RAM subscribes to a virulently racist, anti-Semitic ideology and trains its members in combat. The group "represents itself publicly as a combat-ready, militant group of a new nationalist white supremacy/identity movement," the complaint says.
"The allegations describe an orchestrated effort to squelch free speech as members of the conspiracy traveled to multiple locations to attack those who hold different views," said U.S. attorney Nick Hanna in a news release.
Videos recorded by journalists, bystanders and surveillance cameras, as well as posts on the internet from the group's members and private social media communications between them, helped the Department of Justice build its case.
The DOJ alleges the four men violated federal conspiracy and riot statutes in a series of incidents from March to June of 2017.
At a "Make America Great Again" rally in Huntington Beach in March, the DOJ said in its criminal complaint, members of RAM attacked two journalists and a number of counter-protesters.
Video footage shows Laube punched one journalist three times in the face, after the reporter was jostled by other rally attendees and stumbled backwards.
The Daily Stormer — a neo-Nazi website and online community — praised the violence. "Front page of the stormer we did it fam," one RAM member texted another.
In the weeks after the attacks, members allegedly gleefully celebrated the attacks and recruited others to attend an upcoming rally in Berkeley, as well as a training session in hand-to-hand combat before the gathering.
At that April rally, Rundo, Boman and Easaon assaulted people at the rally. Videos show group members with taped hands — like boxers — punching counter-protesters. In one attack, a RAM member held down a counter-protester while another landed punches. Rundo was arrested for punching a "defenseless person" and a police officer.
"Total Aryan victory," a RAM member texted another member the next day.
RAM members again celebrated their assaults, according to the complaint. They posted photos of members holding up a banner celebrating they stole from counter-protesters. On social media, Boman posted several photos of himself attacking others and of RAM members engaged in combat training.
In June, the white supremacists attended an "Anti-Islamic Law" rally in San Bernardino, where they carried out more attacks. Three RAM members not indicted in this case were arrested.
Wednesday's charges follows the arrests earlier this month of another four RAM members — Benjamin Daley, Michael Miselis, Thomas Gillen and Cole White — who were charged on conspiracy to riot charges for attacking counter-protesters during last year's Unite The Right rally in Charlottesville, Va.

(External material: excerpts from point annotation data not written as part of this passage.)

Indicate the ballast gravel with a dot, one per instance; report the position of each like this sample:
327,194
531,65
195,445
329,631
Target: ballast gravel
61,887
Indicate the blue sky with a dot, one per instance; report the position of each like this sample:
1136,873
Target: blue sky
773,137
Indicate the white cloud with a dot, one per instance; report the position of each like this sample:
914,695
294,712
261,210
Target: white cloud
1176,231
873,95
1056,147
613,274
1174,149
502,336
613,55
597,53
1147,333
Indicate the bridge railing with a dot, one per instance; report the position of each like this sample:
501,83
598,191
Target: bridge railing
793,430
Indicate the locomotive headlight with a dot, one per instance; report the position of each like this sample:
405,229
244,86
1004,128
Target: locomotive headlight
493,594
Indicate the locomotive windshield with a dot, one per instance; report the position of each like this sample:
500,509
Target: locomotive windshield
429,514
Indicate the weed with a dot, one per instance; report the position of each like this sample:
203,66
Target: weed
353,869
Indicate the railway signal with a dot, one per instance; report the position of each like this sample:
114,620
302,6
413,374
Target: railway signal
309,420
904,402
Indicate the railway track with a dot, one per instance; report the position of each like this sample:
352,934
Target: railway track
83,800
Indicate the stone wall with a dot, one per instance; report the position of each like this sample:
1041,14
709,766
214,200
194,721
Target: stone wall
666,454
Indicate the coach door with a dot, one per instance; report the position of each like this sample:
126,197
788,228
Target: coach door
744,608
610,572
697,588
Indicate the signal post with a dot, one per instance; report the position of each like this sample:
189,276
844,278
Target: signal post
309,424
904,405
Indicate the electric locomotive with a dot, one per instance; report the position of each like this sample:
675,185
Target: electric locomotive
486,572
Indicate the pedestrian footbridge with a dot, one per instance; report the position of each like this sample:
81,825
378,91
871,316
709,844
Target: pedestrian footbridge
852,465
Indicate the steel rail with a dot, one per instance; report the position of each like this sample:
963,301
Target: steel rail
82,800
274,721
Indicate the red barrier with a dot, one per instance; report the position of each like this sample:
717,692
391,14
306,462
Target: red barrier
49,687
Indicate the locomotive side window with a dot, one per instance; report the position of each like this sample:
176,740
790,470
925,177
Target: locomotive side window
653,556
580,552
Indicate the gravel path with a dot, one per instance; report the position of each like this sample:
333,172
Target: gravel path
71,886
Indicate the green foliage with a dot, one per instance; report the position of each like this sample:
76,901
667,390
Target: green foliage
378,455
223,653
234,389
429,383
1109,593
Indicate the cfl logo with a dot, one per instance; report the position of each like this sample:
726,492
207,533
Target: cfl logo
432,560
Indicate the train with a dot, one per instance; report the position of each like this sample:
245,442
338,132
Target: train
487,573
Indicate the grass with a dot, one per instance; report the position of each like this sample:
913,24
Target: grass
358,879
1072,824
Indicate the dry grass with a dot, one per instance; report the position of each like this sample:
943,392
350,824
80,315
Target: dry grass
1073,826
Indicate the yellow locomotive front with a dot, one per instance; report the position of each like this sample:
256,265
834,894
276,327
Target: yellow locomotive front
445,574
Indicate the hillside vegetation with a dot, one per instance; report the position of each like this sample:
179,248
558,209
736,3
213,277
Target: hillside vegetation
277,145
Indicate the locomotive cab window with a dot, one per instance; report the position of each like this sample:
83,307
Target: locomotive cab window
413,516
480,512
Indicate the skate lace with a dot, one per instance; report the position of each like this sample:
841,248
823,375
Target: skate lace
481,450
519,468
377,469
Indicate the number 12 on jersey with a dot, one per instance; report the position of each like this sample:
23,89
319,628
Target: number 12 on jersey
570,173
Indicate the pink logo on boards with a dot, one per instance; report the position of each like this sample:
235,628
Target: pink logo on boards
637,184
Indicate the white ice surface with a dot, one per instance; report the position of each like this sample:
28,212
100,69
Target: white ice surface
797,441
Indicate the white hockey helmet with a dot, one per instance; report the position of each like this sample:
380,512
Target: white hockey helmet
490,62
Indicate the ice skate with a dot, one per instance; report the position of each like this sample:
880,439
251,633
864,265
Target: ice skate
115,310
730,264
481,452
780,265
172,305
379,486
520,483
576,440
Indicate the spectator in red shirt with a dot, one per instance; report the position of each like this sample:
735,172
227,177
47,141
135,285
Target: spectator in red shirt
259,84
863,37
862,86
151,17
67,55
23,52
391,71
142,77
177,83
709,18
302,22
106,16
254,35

The California charges describe connections between both sets of defendants.
Between April and August of 2017, the complaint alleges RAM members "engaged in regular combat training sessions" before attending the Unite the Right rally.
They also "used the internet to coordinate combat training in preparation for the events, to arrange travel to the events, to coordinate attendance at the events, and to celebrate their acts of violence in order to recruit members for future events," the complaint said.
Members documented their extremist ideology in public internet posts, including their affinity of the "14 words" — "a mantra known and used by white supremacy extremists and neo-Nazis," FBI special agent Scott Bierwirth said in the complaint.
Also according to the California affidavit, Rundo and two men charged in the Charlottesville case flew to Europe last spring to celebrate Adolf Hitler's birthday. There, they met with other white supremacy extremist groups.